How to identify earth pressures on in-service tunnel linings: Insights from Bayesian inversion to address non-uniqueness

Abstract

Identifying earth pressures on in-service transportation tunnel linings is essential for their health monitoring and performance prediction, particularly in structures that exhibit poor performance. Due to the high costs associated with pressure gauges, pressure inversion based on easily observed structural responses, such as deformations, is preferred. A significant challenge lies in the non-uniqueness of inversion results, where various pressures can yield similar structural responses. Existing approaches often overlook detailed discussions on this critical issue. In addressing this gap, this study introduces a Bayesian approach. The proposed statistical framework effectively quantifies the uncertainty induced by non-uniqueness. Further analysis identifies the uniform component in distributed pressures as the primary source of non-uniqueness.
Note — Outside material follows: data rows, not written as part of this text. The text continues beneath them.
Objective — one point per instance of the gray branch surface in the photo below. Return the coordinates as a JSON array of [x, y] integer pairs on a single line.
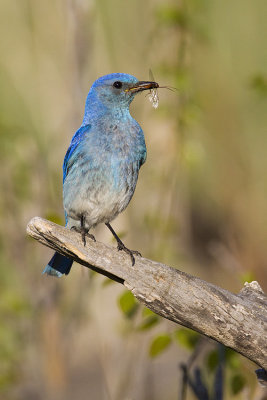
[[238, 321]]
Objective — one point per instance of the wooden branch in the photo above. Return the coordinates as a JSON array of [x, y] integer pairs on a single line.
[[238, 321]]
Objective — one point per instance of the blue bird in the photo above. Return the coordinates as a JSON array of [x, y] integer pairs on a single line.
[[102, 163]]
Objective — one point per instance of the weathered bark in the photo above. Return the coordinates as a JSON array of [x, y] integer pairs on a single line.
[[238, 321]]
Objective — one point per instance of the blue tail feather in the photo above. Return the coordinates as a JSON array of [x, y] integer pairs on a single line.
[[58, 265]]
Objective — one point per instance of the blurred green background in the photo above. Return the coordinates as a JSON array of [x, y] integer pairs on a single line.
[[200, 203]]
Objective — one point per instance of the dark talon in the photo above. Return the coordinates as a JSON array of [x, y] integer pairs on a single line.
[[83, 231]]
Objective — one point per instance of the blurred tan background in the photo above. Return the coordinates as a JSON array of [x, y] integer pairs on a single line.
[[200, 203]]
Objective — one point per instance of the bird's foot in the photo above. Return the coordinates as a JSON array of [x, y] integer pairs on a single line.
[[84, 232], [131, 253]]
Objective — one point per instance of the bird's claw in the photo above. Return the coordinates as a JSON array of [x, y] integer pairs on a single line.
[[84, 232]]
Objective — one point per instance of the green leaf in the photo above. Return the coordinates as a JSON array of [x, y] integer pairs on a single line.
[[237, 383], [128, 304], [159, 344], [186, 338]]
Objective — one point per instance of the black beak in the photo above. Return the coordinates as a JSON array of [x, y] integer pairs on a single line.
[[142, 85]]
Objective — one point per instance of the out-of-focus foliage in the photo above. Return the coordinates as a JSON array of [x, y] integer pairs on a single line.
[[200, 203]]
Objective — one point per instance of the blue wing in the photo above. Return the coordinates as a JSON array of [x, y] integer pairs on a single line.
[[74, 143]]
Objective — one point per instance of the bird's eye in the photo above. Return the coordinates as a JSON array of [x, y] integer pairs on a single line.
[[117, 84]]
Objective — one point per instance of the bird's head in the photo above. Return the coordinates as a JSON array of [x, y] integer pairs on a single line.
[[118, 90]]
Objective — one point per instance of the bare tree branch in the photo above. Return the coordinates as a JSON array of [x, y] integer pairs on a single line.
[[238, 321]]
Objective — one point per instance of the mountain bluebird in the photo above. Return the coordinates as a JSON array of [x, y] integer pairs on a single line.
[[101, 166]]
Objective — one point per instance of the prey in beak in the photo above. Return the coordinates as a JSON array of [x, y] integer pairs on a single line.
[[141, 86]]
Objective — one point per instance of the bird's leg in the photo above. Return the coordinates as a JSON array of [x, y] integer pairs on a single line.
[[83, 231], [121, 246]]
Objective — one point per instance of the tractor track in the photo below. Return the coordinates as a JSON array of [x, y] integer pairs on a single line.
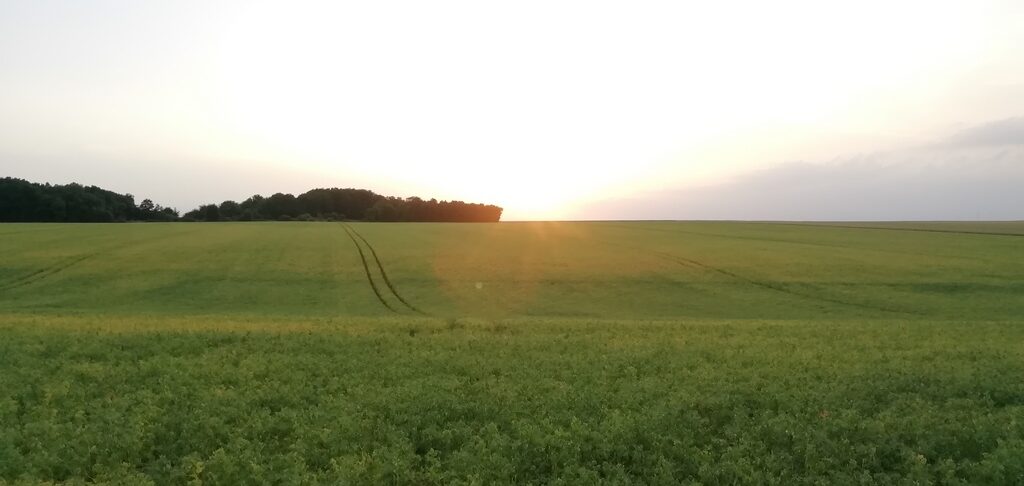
[[387, 281], [61, 265], [366, 267], [44, 272], [761, 284], [380, 267], [770, 286]]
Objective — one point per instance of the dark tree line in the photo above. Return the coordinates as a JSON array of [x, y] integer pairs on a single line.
[[22, 201], [336, 205]]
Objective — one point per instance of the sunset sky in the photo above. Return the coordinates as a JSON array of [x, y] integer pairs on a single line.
[[785, 109]]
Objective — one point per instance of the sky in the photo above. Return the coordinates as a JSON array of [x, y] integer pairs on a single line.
[[553, 109]]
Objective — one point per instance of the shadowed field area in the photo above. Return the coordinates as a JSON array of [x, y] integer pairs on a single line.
[[572, 353]]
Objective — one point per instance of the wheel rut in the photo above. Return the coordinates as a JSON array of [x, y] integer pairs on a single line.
[[380, 268], [44, 272], [387, 281], [759, 283], [366, 267]]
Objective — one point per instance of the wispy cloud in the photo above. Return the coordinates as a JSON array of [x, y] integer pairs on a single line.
[[975, 174]]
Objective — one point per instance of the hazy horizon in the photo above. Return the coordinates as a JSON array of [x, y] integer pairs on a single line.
[[742, 111]]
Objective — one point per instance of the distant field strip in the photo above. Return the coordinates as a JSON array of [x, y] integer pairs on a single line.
[[896, 227], [778, 286], [44, 272], [380, 267]]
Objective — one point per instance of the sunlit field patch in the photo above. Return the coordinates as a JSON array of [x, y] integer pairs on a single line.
[[592, 353]]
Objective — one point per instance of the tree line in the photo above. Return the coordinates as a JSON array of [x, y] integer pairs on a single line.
[[22, 201], [337, 204]]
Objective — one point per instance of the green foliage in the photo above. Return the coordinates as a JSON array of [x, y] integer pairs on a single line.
[[543, 353], [22, 201]]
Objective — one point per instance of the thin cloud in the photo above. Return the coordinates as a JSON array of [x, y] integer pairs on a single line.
[[980, 177], [1003, 132]]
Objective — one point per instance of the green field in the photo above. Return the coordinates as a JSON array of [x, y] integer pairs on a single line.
[[543, 353]]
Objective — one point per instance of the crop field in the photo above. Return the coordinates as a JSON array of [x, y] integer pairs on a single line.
[[512, 353]]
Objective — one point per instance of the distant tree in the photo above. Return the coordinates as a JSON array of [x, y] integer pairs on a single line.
[[229, 210], [209, 213]]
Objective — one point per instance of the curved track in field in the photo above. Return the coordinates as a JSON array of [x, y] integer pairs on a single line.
[[387, 281], [367, 264], [366, 267]]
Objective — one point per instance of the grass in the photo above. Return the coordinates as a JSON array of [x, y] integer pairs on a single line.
[[565, 353]]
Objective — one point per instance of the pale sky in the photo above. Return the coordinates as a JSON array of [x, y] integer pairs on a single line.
[[552, 109]]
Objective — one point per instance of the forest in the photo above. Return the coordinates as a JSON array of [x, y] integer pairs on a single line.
[[22, 201]]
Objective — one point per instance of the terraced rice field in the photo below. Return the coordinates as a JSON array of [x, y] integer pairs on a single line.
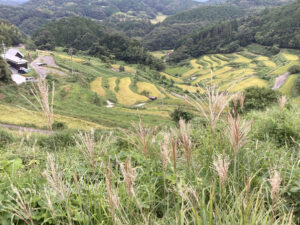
[[112, 84], [169, 77], [290, 57], [69, 58], [126, 96], [241, 59], [249, 82], [96, 86], [149, 88], [190, 89], [287, 88], [283, 69], [128, 69], [15, 115], [242, 72]]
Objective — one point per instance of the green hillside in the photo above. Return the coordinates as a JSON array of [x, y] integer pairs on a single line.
[[9, 34], [278, 27], [35, 13], [166, 34], [86, 35]]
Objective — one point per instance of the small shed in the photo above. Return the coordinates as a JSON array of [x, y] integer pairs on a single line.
[[15, 58]]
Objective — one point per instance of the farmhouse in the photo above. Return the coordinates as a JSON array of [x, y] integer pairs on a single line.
[[15, 58]]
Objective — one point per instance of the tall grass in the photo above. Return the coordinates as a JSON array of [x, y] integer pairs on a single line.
[[154, 176]]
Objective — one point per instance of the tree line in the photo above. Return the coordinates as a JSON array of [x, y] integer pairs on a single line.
[[275, 28], [96, 40]]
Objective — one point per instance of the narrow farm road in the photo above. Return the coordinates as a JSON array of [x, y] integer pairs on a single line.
[[44, 70], [26, 129], [279, 81]]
Insights into mitigation strategies are provided, including increasing the quantity of deformation data or incorporating an observation of internal normal force within the tunnel lining — the latter proving to be notably more effective. A practical application in a numerical case study demonstrates the effectiveness of this approach. In addition, our investigation recommends maintaining deformation measurement accuracy within the range of [–1, 1] mm to ensure satisfactory outcomes. Finally, deficiencies and potential future extensions of this approach are discussed.